Wednesday

May 31, 2000

When I Heard at the Close of the Day

by Walt Whitman

Broadcast Date: WEDNESDAY: May 31, 2000

Poem: "When I Heard at the Close of the Day," by Walt Whitman (1819-1892).

It's the birthday of writer Al Young, born in Ocean Springs, Mississippi, 1939. When he was still a boy his family moved to Detroit, and Young started playing jazz flute and guitar, then worked as a DeeJay at a California jazz station. Most of his novels and poetry collections center on jazz: his first book was a poetry collection called Dancing (1969); he followed it up a year later with the novel Snakes (1970).

It was on this day in 1907 that taxis arrived in New York City. France had been using taxis already for a few years, and New York's first cabs came from Paris.

It's the birthday of writer Norman Vincent Peale, born in Bowersville, Ohio in 1898. He's best known for The Power of Positive Thinking, which was a huge bestseller in 1952.

It's the birthday of children's author Elizabeth Coatsworth, born in Buffalo, New York, 1893. Her third book, The Cat Who Went to Heaven (1930), won the Newbery Prize for children's literature, and she went on to write about 100 more, publishing three or four titles a year, mostly nature stories, or stories about growing up in rural New England.

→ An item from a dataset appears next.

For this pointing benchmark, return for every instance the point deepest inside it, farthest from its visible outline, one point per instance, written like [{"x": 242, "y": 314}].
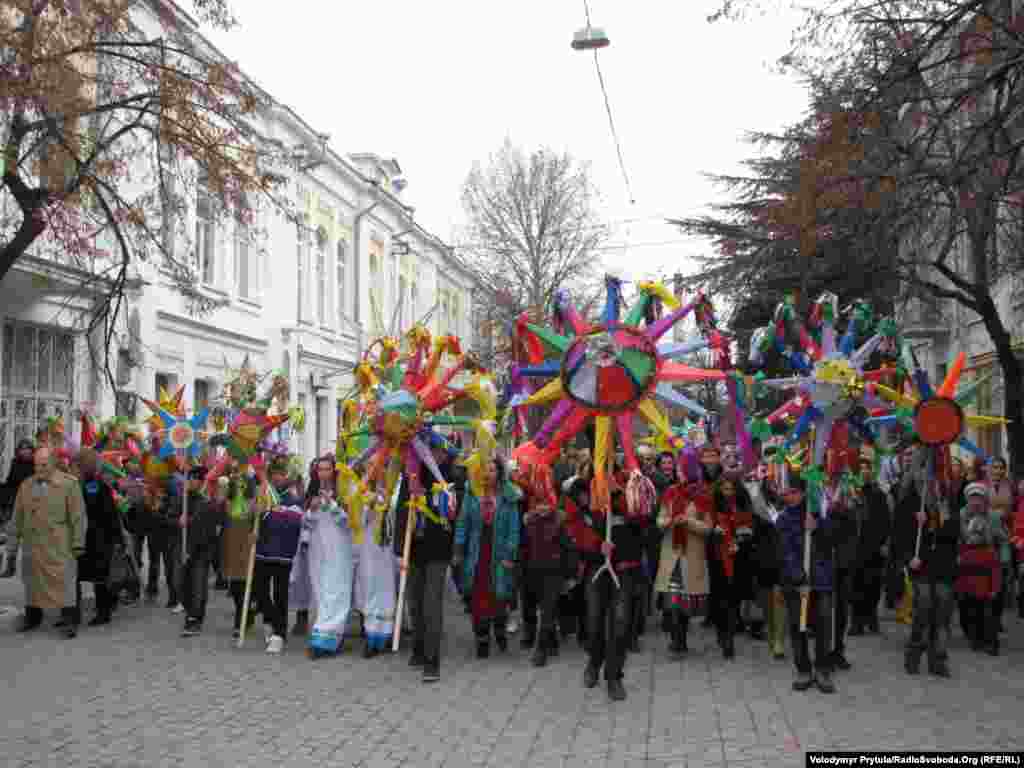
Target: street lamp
[{"x": 590, "y": 38}]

It's the birthday in West Hills, Long Island, 1819, of Walt Whitman. He grew up in Brooklyn and at age 12 began to learn the printing trade. Over time he moved from printing to teaching to journalism, failing at nearly everything he tried, before he started experimenting with a new form of poetry, free of a regular rhythm or rhyme scheme, which has come to be known as 'free verse.' In 1855, Whitman published, anonymously and at his own expense, the first edition of Leaves of Grass. It began:

My tongue, every atom of my blood, formed from this soil, this air,
Born here of parents born here from parents the same, and their parents the same,
I, now thirty-seven years old in perfect health begin,
Hoping to cease not till death.

Whitman was to revise Leaves of Grass continually for the rest of his life. In later editions it was well over 400 pages long the ninth appeared in 1892, the year of his death. He was a great publicist for his own work; after that first edition came out, he sent the New York Tribune a glowing letter from Ralph Waldo Emerson hailing Leaves of Grass as "the most extraordinary piece of wit and wisdom that America has yet contributed" and had the paper publish the letter without Emerson's permission.